Jim White wrote:
Mike Hearn wrote:
I think you are going in the wrong direction with this; the right way IMO is to compile Wine for x86 and run the whole Wine+app under the CPU emulator. Otherwise you'll have to write wrappers for each of the 15,000 APIs.
Certainly dealing with the syscalls alone is a lot easier than flipping on every Windows API. You may wish to talk to TransGaming. They've actually *done* what you guys are trying to do, and run x86 software/games on a Mac. IIRC they found it unworkable (due to endianness conversion) even when using virtualization software more advanced than QEMU, however they were focussing on games where performance is critical. So maybe it doesn't matter to you guys.
I agree that flipping the syscalls is a much more promising approach than the WIN32 API. I'm also thinking that there is bound to be some relevant code around aleady (perhaps even in QEMU).
While the current phase of the Darwine effort is concerned with making something that works, naturally performance is an important issue. In fact one of the architectural motivations for Darwine is that it will be able to achieve much higher performance than approaches that virtualize the OS (in addition to the objectives of not having to run Windows).

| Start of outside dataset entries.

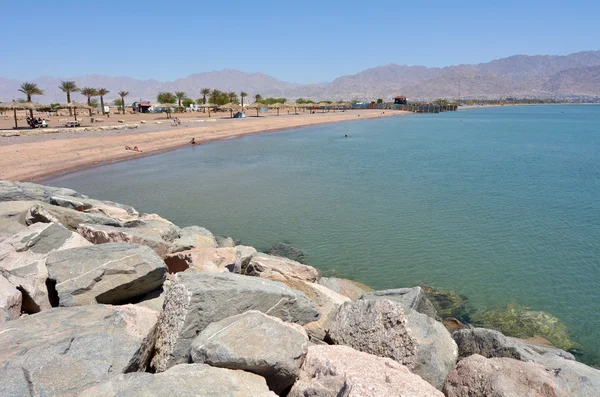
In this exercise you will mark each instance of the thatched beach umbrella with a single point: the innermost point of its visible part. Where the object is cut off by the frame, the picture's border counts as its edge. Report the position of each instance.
(231, 107)
(74, 105)
(257, 106)
(208, 106)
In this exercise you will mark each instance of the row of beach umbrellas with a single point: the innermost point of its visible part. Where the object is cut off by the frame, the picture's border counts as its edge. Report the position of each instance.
(31, 106)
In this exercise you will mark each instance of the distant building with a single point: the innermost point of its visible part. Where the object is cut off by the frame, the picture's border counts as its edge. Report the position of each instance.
(400, 100)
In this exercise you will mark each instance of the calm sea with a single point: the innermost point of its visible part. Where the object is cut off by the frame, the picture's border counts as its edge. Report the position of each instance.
(499, 204)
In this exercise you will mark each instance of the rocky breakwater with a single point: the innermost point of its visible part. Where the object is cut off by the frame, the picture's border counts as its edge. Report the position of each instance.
(97, 299)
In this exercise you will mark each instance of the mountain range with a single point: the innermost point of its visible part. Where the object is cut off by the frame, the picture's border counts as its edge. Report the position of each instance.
(542, 76)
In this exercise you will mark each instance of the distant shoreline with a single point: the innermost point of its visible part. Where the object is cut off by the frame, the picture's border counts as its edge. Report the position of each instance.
(39, 157)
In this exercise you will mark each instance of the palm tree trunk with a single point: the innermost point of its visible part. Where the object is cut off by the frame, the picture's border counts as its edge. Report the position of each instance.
(69, 101)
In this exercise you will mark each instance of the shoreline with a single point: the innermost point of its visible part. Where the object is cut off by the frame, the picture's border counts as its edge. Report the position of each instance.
(47, 155)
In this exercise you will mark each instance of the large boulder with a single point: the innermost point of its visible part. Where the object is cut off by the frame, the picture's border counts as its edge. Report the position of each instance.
(326, 300)
(11, 217)
(111, 273)
(195, 300)
(333, 371)
(253, 342)
(383, 328)
(243, 256)
(100, 234)
(278, 268)
(10, 300)
(489, 343)
(205, 260)
(23, 256)
(114, 210)
(194, 237)
(26, 191)
(351, 289)
(198, 380)
(477, 376)
(409, 298)
(60, 352)
(71, 219)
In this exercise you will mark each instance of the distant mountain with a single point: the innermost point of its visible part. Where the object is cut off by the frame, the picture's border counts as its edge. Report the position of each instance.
(540, 76)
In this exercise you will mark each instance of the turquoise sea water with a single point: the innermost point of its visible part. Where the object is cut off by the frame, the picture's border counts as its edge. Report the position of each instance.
(499, 204)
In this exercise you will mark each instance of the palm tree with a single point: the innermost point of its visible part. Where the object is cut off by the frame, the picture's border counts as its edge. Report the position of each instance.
(204, 92)
(68, 87)
(180, 95)
(89, 92)
(30, 89)
(101, 93)
(123, 94)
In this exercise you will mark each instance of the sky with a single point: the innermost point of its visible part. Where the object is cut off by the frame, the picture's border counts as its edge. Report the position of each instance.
(295, 41)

The only way you will be able to use the Wine libraries compiled natively while running x86 executables will be to extend the current spec format so that it works similar to IDL files. You will also need to do generate wrapper code for each COM interface too. Also, there are limitations in what you can specify (and quirks such as off-by-one errors in Windows). Perhaps you would be able to special case these and be left with a manageable task, or perhaps not. There is also the fact that the wrapper code for leaf functions may take longer to execute than the code itself. To get good performance out you will probably need to compile these types of functions (such as string manipulation functions in kernel32, shlwapi, user32) as x86.
Good luck with solving these issues (although I think the estimate of getting most programs that run on Wine working in 1 year that you stated in your interview is very ambitious).